Dynamite Tommy started producing music for the group in 2016.

In 2016, they released three singles: "Mirai no Shiawase", "Sotsugyō", and "Hibiyasen Diary". In 2017, they released their seventh single, "Sokode Sakende Watashi ni Oshiete Hoshī". In 2018, they released two singles: "Vega" and "Hitorijime Shitai".

In 2020, they released their debut album, 2020 ver., digitally.
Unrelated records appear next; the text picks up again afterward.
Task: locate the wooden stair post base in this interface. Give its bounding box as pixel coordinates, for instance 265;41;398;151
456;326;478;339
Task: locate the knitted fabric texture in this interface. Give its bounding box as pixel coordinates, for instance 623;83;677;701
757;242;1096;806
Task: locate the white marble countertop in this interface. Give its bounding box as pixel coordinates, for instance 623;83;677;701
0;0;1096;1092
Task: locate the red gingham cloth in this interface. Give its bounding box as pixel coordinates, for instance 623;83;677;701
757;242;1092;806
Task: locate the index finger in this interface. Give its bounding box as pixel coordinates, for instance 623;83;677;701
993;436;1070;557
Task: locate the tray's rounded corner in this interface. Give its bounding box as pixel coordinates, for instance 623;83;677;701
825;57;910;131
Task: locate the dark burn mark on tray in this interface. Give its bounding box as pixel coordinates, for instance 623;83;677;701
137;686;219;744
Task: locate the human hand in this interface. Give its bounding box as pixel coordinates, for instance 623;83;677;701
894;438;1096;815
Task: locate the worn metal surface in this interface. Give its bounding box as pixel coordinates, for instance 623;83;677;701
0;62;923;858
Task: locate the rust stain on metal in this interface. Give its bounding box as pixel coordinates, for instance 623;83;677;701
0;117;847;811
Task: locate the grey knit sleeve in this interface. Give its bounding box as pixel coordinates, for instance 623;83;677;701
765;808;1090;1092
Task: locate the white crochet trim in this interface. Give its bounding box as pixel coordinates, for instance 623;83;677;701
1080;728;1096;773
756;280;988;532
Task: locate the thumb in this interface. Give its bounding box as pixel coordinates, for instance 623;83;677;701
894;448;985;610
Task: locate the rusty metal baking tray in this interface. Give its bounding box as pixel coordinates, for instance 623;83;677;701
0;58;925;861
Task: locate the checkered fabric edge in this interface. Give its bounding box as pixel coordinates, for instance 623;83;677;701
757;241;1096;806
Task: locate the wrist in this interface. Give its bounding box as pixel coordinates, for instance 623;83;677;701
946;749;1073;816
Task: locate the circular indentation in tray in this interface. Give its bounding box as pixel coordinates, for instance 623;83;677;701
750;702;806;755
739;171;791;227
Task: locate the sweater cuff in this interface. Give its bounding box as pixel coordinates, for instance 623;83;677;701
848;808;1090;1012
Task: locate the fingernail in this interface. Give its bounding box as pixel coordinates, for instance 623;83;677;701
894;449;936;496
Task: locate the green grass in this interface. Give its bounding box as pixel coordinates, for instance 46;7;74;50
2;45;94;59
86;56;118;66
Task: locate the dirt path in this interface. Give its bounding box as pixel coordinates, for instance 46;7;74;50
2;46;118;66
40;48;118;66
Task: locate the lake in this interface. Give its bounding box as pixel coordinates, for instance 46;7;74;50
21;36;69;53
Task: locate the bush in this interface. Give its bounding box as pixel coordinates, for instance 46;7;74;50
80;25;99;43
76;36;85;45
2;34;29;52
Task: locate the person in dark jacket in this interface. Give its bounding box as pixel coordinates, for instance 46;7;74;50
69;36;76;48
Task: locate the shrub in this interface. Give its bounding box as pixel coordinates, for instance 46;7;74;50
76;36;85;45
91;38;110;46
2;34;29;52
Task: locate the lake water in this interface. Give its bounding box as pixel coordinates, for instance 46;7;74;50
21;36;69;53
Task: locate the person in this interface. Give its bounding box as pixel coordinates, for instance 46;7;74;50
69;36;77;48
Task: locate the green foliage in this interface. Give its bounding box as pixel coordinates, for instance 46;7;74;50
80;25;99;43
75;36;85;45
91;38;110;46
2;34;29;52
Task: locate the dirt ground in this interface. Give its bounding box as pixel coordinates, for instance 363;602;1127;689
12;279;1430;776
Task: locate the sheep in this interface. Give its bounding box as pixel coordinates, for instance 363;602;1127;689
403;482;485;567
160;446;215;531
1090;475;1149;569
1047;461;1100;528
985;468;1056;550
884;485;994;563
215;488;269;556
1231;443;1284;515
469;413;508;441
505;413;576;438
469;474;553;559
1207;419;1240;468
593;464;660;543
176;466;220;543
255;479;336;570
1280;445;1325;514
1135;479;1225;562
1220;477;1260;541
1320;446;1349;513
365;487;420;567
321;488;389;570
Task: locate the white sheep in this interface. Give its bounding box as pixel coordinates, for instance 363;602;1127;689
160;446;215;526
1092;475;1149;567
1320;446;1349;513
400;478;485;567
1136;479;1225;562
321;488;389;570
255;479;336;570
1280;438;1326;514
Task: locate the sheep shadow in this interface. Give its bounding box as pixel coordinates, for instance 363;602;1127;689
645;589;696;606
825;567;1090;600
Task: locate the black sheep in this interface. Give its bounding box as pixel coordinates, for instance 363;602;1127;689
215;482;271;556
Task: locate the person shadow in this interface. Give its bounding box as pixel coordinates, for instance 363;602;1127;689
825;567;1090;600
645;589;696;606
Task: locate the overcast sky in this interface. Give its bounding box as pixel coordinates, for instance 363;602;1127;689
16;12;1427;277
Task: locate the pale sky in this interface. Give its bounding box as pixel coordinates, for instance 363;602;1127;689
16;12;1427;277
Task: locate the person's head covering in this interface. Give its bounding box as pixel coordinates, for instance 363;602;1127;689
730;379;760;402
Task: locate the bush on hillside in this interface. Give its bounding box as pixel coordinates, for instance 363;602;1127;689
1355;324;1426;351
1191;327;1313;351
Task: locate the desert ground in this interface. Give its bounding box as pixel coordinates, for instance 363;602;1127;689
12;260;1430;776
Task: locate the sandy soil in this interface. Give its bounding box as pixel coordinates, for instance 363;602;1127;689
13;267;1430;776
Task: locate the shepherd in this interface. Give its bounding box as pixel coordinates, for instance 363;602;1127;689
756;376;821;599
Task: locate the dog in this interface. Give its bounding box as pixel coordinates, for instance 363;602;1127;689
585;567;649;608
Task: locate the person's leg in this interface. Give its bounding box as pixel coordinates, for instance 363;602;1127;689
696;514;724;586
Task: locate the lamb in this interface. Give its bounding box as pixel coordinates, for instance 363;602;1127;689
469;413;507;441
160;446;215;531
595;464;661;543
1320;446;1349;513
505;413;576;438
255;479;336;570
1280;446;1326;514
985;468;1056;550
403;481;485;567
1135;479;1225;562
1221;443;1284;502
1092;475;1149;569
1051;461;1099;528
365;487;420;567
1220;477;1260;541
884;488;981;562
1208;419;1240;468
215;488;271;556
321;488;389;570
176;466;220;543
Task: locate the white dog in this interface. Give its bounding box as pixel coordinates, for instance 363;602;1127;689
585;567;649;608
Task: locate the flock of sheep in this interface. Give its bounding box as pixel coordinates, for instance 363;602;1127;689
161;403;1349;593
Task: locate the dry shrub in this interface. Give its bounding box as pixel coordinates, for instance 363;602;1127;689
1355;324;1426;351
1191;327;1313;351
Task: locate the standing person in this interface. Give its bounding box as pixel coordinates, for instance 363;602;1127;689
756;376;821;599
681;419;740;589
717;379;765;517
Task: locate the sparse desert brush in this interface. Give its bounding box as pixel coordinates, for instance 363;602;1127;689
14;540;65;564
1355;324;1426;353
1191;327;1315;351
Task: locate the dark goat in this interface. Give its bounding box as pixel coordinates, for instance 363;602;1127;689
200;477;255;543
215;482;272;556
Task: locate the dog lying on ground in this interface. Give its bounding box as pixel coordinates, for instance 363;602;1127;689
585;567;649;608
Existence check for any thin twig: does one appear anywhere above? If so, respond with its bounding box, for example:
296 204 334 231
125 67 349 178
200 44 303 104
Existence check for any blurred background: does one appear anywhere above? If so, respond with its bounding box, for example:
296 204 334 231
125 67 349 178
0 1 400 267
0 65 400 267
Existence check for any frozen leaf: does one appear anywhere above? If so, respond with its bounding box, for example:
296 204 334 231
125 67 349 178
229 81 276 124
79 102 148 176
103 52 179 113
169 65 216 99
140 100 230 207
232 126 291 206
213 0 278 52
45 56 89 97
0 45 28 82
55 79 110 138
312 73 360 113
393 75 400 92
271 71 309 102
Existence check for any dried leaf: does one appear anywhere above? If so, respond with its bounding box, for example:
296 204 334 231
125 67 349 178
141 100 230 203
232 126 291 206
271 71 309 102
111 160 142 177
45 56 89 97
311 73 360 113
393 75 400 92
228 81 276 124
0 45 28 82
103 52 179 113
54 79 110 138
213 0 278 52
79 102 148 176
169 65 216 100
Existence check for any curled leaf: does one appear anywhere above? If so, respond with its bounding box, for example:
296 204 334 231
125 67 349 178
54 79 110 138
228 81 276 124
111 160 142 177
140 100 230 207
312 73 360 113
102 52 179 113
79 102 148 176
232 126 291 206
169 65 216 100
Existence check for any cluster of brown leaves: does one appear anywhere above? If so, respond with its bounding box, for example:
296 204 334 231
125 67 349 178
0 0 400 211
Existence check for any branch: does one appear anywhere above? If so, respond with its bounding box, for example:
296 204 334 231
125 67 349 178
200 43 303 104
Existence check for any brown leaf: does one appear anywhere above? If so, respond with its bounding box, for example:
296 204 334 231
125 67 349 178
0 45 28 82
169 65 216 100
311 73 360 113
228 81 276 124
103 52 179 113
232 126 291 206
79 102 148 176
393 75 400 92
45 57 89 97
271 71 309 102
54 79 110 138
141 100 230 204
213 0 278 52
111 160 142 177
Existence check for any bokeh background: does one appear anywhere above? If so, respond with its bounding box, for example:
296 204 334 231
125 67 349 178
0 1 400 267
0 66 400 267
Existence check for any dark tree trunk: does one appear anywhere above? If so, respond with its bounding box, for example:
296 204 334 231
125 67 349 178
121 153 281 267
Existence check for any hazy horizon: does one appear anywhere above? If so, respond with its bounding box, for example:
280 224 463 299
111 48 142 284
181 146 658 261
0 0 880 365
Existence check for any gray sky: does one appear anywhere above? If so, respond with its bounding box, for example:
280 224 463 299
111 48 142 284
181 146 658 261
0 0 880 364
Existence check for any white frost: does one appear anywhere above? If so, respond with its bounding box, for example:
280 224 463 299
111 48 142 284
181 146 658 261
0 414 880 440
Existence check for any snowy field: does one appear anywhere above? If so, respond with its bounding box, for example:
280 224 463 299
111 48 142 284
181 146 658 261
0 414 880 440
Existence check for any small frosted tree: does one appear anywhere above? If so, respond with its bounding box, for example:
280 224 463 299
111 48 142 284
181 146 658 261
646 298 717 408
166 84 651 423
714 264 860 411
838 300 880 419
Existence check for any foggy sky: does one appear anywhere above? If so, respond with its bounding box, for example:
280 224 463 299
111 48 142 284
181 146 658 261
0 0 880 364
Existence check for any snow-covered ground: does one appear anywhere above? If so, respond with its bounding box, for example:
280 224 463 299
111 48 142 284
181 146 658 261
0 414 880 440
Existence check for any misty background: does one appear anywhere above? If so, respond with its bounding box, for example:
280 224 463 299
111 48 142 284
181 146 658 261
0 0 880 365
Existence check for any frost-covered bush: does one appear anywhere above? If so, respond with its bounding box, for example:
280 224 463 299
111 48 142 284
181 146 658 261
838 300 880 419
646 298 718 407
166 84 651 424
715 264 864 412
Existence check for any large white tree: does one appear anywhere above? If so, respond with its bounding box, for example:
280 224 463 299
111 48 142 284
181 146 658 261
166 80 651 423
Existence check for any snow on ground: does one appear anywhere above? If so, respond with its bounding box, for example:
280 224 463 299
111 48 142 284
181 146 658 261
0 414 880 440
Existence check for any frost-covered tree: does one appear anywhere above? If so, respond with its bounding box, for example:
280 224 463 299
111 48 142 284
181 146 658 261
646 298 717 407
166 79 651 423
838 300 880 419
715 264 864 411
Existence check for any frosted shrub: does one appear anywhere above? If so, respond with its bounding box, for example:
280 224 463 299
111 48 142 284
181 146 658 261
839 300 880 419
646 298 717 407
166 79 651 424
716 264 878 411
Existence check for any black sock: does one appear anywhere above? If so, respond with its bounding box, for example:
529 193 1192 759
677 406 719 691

They went on hiatus from March 2025 after being active for ten years.

== Members ==
- Current
- Mihoko Yamahiro (山広美保子)
- Riho Fushimi (伏見莉穂)
- Izumi Kamiya (神谷泉水)
- Karen Kurota (黒田かれん)
- Mai Shinjo (新城まい)
- Former
- Kyoko Isshiki (一色杏子)
- Narumi Shiina (椎名成美)
- Mayu Nagaoka (長岡真由)
- Sachika Mizutani (水谷幸果)
- Honomi Sakaguchi (坂口穂乃実)
- Mayu Fukami (深見真夕)
- Kasumi Tachibana (立花佳純)
- Yume Ichinose (一之瀬夢)
- Shiho Fujino (藤野志穂)
- Karin Mita (三田佳凛)
- Chika Yoshizawa (吉沢千佳)
- Mitsuki Oozora (大空美月)
- Yurika Matsumoto (松本ゆりか)
- Kirari Nakamura (仲村希星)

== Discography ==
=== Digital albums ===

| Title | Album details |
|---|---|
| 2020 ver. | Released: December 25, 2020; Label: Sun-krad; Formats: digital download; |

=== Singles ===

Title: Year; Peak chart positions; Album
Oricon: Billboard
"Ai no Hana" (アイノハナ): 2015; —; —; 2020 ver.
"Halloween no Special One" (ハロウィンのスペシャル☆ワン): —; —
"Baby Kiss": —; —
"Mirai no Shiawase" (未来の幸せ): 2016; —; —
"Sotsugyō" (卒業): —; —
"Hibiyasen Diary" (日比谷線ダイアリー): 50; —
"Sokode Sakende Watashi ni Oshiete Hoshī" (そこで叫んで私に教えてほしい): 2017; 12; —
"Vega": 2018; 10; —
"Hitorijime Shitai" (ひとりじめしたい): 6; 83
"—" denotes releases that did not chart or were not released in that region.